That was the theme of our Beach retreat this year, and no doubt it was what many people were feeling this past Sunday when they went to Mass and heard, for the first time, the words of the new English translation of our liturgy. Hopefully you did not find yourself confused, but instead well prepared for the changes. In my own experience, attending Mass both at St. Mary's and here on campus, things went rather smoothly. People were well aware of the changes that were coming, and made good use of the pew cards and other resources to follow along. No one seemed to have any problem with the longer responses, such as the Nicene Creed or the Penitential Rite, as they were ready to follow along on the pew cards. What tended to throw people were the shorter responses that come many times during the Mass and which we don't tend to think about.
"And also with you," is a response that just rolls off of our tongue without much consideration. And that's not a good thing. One advantage of having a new translation is that we will no longer be able to "go through the motions" at Mass. We will be forced to pay attention and think about the words we say. Every time we remind ourselves to say "and with your spirit" we bring ourselves back into the moment and make sure we are really present at the Mass, paying attention to what is going on.
Sure, there will be a lot of "And also with... your spirit!" in the next few weeks. But that's ok, we will get there soon enough. In the meantime, I thought it might be telling to look at what we are leaving behind, and what we have gained with the new revised translation.
This is the Preface from the First Sunday of Advent, which we just celebrated this past Sunday. Back in 2010, this is what you would have heard:
When he humbled himself to come among us as a man, he fulfilled the plan you formed long ago and opened for us the way to salvation. Now we watch for the day, hoping that the salvation promised us will be ours when Christ our Lord will come again in his glory.

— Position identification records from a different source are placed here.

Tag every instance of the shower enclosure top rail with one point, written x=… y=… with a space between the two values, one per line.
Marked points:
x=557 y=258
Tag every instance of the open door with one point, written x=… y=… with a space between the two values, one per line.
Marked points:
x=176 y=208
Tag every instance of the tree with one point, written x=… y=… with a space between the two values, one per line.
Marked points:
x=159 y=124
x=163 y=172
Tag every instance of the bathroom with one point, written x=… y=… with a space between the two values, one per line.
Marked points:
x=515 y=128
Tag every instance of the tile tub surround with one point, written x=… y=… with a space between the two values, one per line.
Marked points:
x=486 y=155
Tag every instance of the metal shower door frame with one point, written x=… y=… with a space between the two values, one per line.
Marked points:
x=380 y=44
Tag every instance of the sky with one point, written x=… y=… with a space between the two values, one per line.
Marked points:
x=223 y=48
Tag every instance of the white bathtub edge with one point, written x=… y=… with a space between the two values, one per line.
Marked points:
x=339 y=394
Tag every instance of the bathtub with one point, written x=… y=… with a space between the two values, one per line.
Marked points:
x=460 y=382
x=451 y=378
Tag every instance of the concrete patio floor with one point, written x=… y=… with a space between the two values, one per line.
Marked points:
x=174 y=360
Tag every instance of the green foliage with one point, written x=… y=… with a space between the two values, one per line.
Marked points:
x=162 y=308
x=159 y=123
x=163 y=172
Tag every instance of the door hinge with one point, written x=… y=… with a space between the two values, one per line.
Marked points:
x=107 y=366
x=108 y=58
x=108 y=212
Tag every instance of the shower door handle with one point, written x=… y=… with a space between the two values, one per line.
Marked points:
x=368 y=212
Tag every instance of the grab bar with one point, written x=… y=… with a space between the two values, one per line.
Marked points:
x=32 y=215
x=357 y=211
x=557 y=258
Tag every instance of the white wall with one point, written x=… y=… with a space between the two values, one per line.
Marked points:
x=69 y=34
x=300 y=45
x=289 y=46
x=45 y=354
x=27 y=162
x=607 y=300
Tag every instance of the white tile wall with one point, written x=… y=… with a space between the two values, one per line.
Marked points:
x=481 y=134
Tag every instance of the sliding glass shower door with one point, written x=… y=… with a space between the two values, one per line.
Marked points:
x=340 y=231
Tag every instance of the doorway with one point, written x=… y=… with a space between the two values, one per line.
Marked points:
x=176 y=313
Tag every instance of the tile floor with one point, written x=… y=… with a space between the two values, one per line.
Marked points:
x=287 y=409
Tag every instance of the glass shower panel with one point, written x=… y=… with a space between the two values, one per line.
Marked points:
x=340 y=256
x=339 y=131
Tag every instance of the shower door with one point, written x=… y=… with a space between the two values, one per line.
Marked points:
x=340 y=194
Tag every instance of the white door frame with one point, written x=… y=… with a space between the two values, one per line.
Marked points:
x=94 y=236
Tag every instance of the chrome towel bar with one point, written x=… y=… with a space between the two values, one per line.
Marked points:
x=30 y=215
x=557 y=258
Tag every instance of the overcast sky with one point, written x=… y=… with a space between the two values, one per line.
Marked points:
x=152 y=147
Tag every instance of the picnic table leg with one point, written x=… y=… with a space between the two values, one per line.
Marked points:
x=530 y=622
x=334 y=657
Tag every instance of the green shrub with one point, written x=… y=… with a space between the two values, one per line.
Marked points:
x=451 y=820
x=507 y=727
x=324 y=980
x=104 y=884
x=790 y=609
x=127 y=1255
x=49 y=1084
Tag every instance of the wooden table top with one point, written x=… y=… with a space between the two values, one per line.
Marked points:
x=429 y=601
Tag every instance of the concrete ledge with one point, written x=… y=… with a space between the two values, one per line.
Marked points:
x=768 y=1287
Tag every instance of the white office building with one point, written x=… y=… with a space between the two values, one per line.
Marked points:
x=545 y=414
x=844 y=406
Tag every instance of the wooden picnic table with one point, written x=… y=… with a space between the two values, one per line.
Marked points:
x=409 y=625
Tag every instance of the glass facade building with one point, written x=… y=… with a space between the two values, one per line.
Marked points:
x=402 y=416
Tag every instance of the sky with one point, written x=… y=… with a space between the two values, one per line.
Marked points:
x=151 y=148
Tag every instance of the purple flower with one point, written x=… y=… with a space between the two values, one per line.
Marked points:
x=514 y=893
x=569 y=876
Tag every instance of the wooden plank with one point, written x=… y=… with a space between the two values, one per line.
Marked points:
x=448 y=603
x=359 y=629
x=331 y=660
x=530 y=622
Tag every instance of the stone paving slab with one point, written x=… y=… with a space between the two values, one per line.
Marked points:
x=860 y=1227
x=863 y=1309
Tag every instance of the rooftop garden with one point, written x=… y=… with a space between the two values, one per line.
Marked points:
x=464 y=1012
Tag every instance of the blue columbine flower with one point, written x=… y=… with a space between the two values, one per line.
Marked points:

Now, in 2011, this is how we heard that same prayer:
For he assumed at his first coming the lowliness of human flesh, and so fulfilled the design you formed long ago, and opened for us the way to eternal salvation, that, when he comes again in glory and majesty and all is at last made manifest, we who watch for that day may inherit the great promise in which now we dare to hope.
Try saying both of those prayers out loud, and hear the impact of the second one. When you compare the two, the first seems lacking. Look at what is missing there, which we find in the new translation. Before, we mentioned Christ becoming man. Now, he takes on "the lowliness of human flesh." Before, we spoke of salvation. Now, we speak of "eternal salvation." The first translation has Christ coming in glory. The new translation has Him coming "in glory and majesty." Before, we simply hoped. Now, we "dare to hope."
In short, there is much more "meat on the bones" of the payers in our liturgy now. A lot more for us to chew on! Let's not let it go to waste but take advantage of each morsel.